From Bethlehem to Jerusalem, Christmas to Good Friday, the Manger to the Cross. It’s all there. “O God, who before the passion of your only-begotten Son,” – there’s Holy Week—“revealed his glory upon the holy mountain”—there’s Epiphany, the manifestation of Christ. “That we, beholding by faith the light of his countenance”—there we are with the Shepherds, the Wise Men—“may be strengthened to bear our cross.” Again, like Simon of Cyrene along the Way of Sorrow. Just wonderfully holding both of these together in this turning. Back and forth, interwoven: Incarnation and Atonement.

These two great centers held together, pressed together in this turning point as when matter and antimatter collide in the warp drive reactor engines of the Starship Enterprise. (If you will pardon that.) And there is an explosion and implosion that tears the fabric of the universe and fills it with radiant light.

The great vision of the Prophet Elisha as Elijah is taken up into heaven. “A chariot of fire and horses of fire . . . ‘Father, father! The chariots of Israel and its horsemen!”

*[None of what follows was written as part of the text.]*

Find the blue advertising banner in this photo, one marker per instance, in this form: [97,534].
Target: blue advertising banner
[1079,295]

And Paul to the Christians in Corinth: the god of this world has blinded the minds of the unbelievers, to keep them from seeing the light of the gospel of the glory of Christ, who is the image of God. For it is the God who said “Let light shine out of darkness” who has shone in our hearts to give the light of the knowledge of the glory of God in the face of Jesus Christ.

Glory! Christmas and Holy Week, Epiphany and the Cross. Glory. Easter everywhere. And his name shall be called Emmanuel. God with us.

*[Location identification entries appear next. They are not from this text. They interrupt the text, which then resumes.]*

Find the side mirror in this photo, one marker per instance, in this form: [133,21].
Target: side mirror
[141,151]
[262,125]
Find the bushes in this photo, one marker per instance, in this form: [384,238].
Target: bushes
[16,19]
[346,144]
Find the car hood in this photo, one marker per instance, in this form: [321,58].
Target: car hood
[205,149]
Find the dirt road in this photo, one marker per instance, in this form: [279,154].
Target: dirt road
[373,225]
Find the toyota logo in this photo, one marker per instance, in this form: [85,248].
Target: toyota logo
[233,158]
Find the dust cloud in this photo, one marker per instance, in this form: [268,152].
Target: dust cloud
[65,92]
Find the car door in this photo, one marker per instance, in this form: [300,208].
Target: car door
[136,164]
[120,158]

It is one of my favorite movies. The Robert Duvall—“The Apostle.” A story about loss and brokenness and redemption in the life of a Pentecostal preacher, and as he moves through the different phases of the story that is the word that is always on his lips, what he looks for and finds even in the midst of all kinds of messiness of his life. Glory. Glory. Glory.

What Elisha caught a glimpse of. What Paul and the Christians of Corinth have seen and known. What the disciples see at the top of the mountain. Light and glory. The heavenly voice. And then, in the quiet of the still moment that follows, they could see “only Jesus.” Such a beautiful phrase. The music: they saw no one with them any more, but only Jesus. Where it all comes together. In whom we live and move and have our being. The glory of the Father in the face of the Son.

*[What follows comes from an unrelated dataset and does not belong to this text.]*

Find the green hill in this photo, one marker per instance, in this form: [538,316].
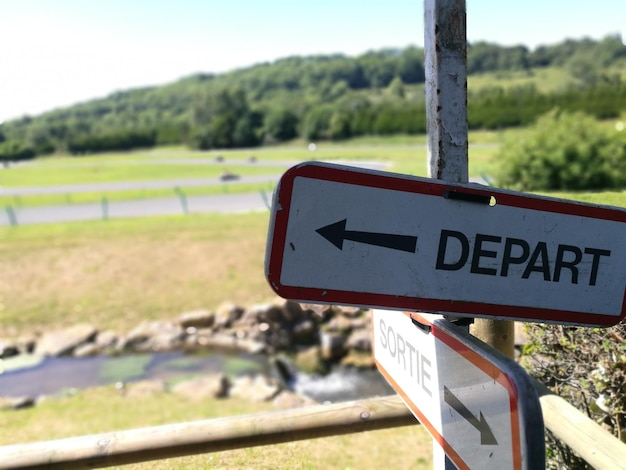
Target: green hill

To catch a glimpse of that. That can change everything.

The whole business of Lent ahead, it does seem like a lot of hard work. Self-examination and repentance. Turning on the path of obedience. Amending our lives. Away from sin and toward God. “Putting off the old man.” Bearing our cross. From certain points of view it just doesn’t make sense. Why put ourselves through all this? Life is short. Shouldn't we mainly focus on having a good time? And perhaps those points of view are those loyal to the one Paul calls “the god of this world.” The one who tries so often successfully to “blind the mind.”

But not if you’ve seen what we’ve seen, what we can see now, opening our eyes and our ears and our minds and our hearts. Here at this mountaintop. Where there is a vision to lift us up and fill our minds and hearts. This Holy Communion. He in us and we in him.

I’m descended from a long line of Northern European introverted males, with patron saints like Gary Cooper and John Wayne, but at the top of this mountain it’s all awe and mystery and open-eyed visionary mysticism. Ready or not.

It caught those down-to-earth fishermen Peter and James and John by surprise too.

But we would see him today and stand in his glorious presence. Stand there with them.

And then they looked again and could see only him: only Jesus. Only Jesus. Who was with us at the beginning and who promises to be with us to the end and forever. With forgiveness and healing, grace and mercy and blessing. Bright with the radiance of heaven. The word proclaimed here in the midnight of Christmas, the first chapter of St. John, and at the foot of the cross, and in our lives. God with us.

And the Word was made flesh, and dwelt among us, (and we beheld his glory, the glory as of the only begotten of the Father,) full of grace and truth.

May this vision at the mountaintop encourage us and sustain us as we would keep a holy lent. Strengthen us. And bring us finally home to his Easter morning.